Improve performance of the facetapi_get_*_date() callbacks [#1223592]

On a database with a large number of nodes the SELECT MAX($facet_field) and SELECT MIN($facet_field) queries in apachesolr_search_date_range() produce extremely slow queries.

The patch that follows address this.

Comment	File	Size	Author
#14	facetapi-get-date-performance-1223592-14.patch	1.23 KB	damontgomery
#2	1223592-6.x-1.x.patch	1.18 KB	elliotttf
#1	1223592-6.x-1.x.patch	234.67 KB	elliotttf
#1	1223592-6.x-2.x.patch	1.18 KB	elliotttf

Comments

Comment #1

elliotttf commented 19 July 2011 at 18:19

Status:

Active

» Needs review

Status	File	Size
new	1223592-6.x-2.x.patch	1.18 KB
new	1223592-6.x-1.x.patch	234.67 KB

Here are patches for the 6.x-1.x and 6.x-2.x branches. It appears this does not happen in 7.x-1.x.

Comment #2

elliotttf commented 19 July 2011 at 18:25

Status	File	Size
new	1223592-6.x-1.x.patch	1.18 KB

Sorry, 1.x patch was f'd. Here's a re-roll.

Comment #3

pwolanin commented 13 October 2011 at 00:43

Is that ORDER BY actually faster?

Better would be to cache the result possibly?

Comment #4

janusman commented 13 October 2011 at 21:30

Apparently, if there is no index, "it depends". See: http://stackoverflow.com/questions/426731/min-max-vs-order-by-and-limit

I think the problem here is that MySQL can't quickly answer this question because we either use the node_status index, or the node_created (or node_changed) index (see node_schema()).

A possible alternative:

Option A) drop the AND status = 1 from the query altogether. It wouldn't be such a great deal since we might already have cases where we're ignoring certain nodetypes, we have access control modules in place, etc.

Option B) Force the index to use.
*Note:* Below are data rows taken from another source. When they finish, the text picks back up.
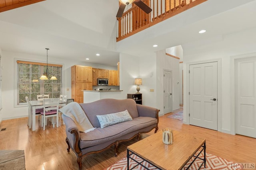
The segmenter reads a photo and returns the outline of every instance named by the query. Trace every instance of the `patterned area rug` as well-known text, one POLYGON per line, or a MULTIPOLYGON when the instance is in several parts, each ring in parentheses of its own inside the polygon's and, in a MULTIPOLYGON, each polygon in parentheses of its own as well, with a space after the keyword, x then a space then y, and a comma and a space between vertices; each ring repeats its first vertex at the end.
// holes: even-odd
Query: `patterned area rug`
POLYGON ((167 116, 167 117, 171 119, 176 119, 178 120, 181 120, 183 119, 183 111, 179 111, 178 113, 167 116))
MULTIPOLYGON (((133 155, 132 156, 134 158, 138 161, 142 161, 142 160, 137 156, 135 155, 133 155)), ((203 154, 201 153, 200 157, 203 158, 203 154)), ((238 164, 236 164, 226 159, 223 158, 212 154, 206 153, 206 168, 204 168, 204 165, 202 165, 201 167, 201 170, 242 170, 240 167, 242 166, 238 164)), ((189 161, 182 170, 186 169, 190 163, 192 162, 192 160, 189 161)), ((130 159, 129 160, 129 169, 132 168, 134 166, 136 165, 136 163, 133 160, 130 159)), ((198 169, 200 165, 202 162, 203 160, 200 159, 197 159, 193 163, 193 164, 189 168, 190 170, 198 169)), ((142 164, 143 165, 147 167, 148 169, 152 170, 157 170, 158 169, 156 168, 152 165, 144 161, 142 164)), ((105 169, 104 170, 125 170, 127 169, 127 159, 126 158, 123 158, 117 162, 116 163, 113 165, 105 169)), ((141 165, 137 166, 134 169, 134 170, 146 170, 141 165)))

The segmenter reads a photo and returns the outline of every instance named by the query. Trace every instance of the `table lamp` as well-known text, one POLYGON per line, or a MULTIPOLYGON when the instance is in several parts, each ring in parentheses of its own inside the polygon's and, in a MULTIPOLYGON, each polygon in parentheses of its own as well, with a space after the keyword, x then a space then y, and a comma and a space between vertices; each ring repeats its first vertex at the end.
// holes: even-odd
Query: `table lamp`
POLYGON ((135 82, 134 82, 134 84, 137 85, 137 88, 136 88, 136 90, 137 92, 136 93, 140 93, 140 85, 142 85, 142 79, 141 78, 135 78, 135 82))

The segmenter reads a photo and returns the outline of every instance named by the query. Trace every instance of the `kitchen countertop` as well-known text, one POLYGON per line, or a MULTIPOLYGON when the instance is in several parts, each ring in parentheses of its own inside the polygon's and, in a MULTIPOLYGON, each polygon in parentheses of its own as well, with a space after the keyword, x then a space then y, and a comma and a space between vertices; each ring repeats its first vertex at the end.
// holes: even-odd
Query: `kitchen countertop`
POLYGON ((111 89, 109 90, 82 90, 82 91, 84 92, 122 92, 124 90, 114 90, 114 89, 111 89))

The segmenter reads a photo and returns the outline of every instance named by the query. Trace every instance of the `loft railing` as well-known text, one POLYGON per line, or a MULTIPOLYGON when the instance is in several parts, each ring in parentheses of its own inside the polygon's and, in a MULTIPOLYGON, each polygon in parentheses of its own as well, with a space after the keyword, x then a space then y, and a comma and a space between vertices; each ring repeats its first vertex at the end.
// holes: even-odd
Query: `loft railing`
POLYGON ((207 0, 142 0, 152 9, 147 14, 137 6, 117 18, 119 41, 162 21, 196 6, 207 0))

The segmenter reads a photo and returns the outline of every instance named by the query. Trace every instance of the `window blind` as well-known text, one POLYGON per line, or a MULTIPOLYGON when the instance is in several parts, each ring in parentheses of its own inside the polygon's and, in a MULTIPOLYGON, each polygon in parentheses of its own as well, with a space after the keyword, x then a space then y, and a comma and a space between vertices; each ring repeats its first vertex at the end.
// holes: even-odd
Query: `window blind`
POLYGON ((46 70, 45 64, 22 61, 17 63, 18 105, 26 104, 26 96, 30 100, 36 100, 38 95, 49 94, 49 98, 57 98, 62 93, 62 65, 48 64, 49 72, 53 73, 58 80, 41 80, 40 78, 46 70))

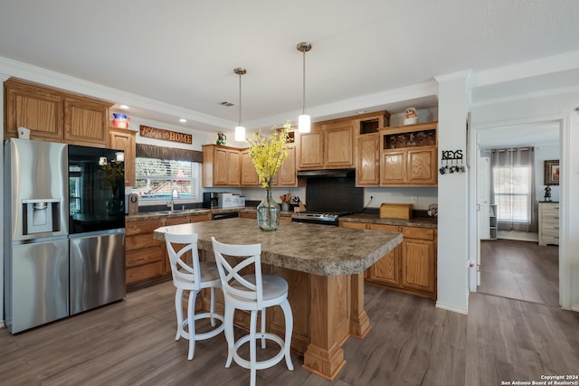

This is a short non-scientific benchmark of 4 variations on an installation with 75,000 nodes:

29ms: SELECT SQL_NO_CACHE MAX(created) FROM node FORCE INDEX (node_created) WHERE status=1
127ms: SELECT SQL_NO_CACHE MAX(created) FROM node FORCE INDEX (node_status) WHERE status=1
40ms: SELECT SQL_NO_CACHE created FROM node FORCE INDEX (node_created) WHERE status=1 ORDER BY created DESC LIMIT 0,1
140ms: SELECT SQL_NO_CACHE created FROM node FORCE INDEX (node_status) WHERE status=1 ORDER BY created DESC LIMIT 0,1

So, uhm, #1 seems to be the quickest on this non-scientific quick-and-dirty test!

However it's clear that picking the correct index does make a difference (in this case picking node_status is always slower, but that might depend on the site.. in my case 6% of nodes have status = 0 vs 94% = 1) Maybe someone can try to reproduce this =)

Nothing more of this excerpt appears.